A pesar de las virtudes y ventajas desarrolladas por Alemania, debemos poner el foco en las limitaciones que padece como país soberano a la hora de ejercer un verdadero y efectivo liderazgo geopolítico regional y mundial. La crisis europea actual, más visible que nunca desde el estallido de la guerra ruso-ucraniana, aunque ya palpable desde la crisis del euro más de una década atrás, tiene entre sus causas más determinantes la incapacidad de Alemania para erigirse en una auténtica potencia política conforme a su poder económico. Su pasado sigue pesando mucho, y la memoria colectiva de Europa, dolorosa e imborrable, sigue siendo una losa sobre la propia sociedad alemana y sus líderes políticos y sociales.

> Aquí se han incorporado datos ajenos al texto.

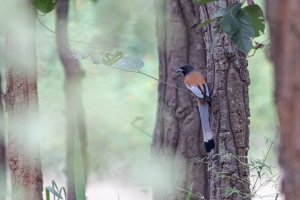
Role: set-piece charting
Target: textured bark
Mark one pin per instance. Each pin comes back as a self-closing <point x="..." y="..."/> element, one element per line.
<point x="76" y="158"/>
<point x="285" y="48"/>
<point x="2" y="147"/>
<point x="22" y="105"/>
<point x="177" y="136"/>
<point x="228" y="78"/>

Este problema de Alemania no es nuevo. Tiene su origen en la compleja configuración territorial y cultural que siempre ha presentado la nación alemana. Contrariamente a Francia, que muy pronto constituyó un estado nacional, Alemania conservó largamente sus tradiciones locales propias, manteniendo hasta el siglo XIX su fragmentación en una pluralidad de pequeños estados, entre los que sólo uno sobresalía por dimensión y potencia, Prusia. Una geografía fragmentada sólo simplificada después del Congreso de Viena, y que, con los Hohenzollern desde Brandeburgo, fue progresivamente organizando una maquinaria administrativa eficiente y un potente ejército, capaz de integrar políticas económicas y sociales hasta hacer de Alemania el gigante que conocemos.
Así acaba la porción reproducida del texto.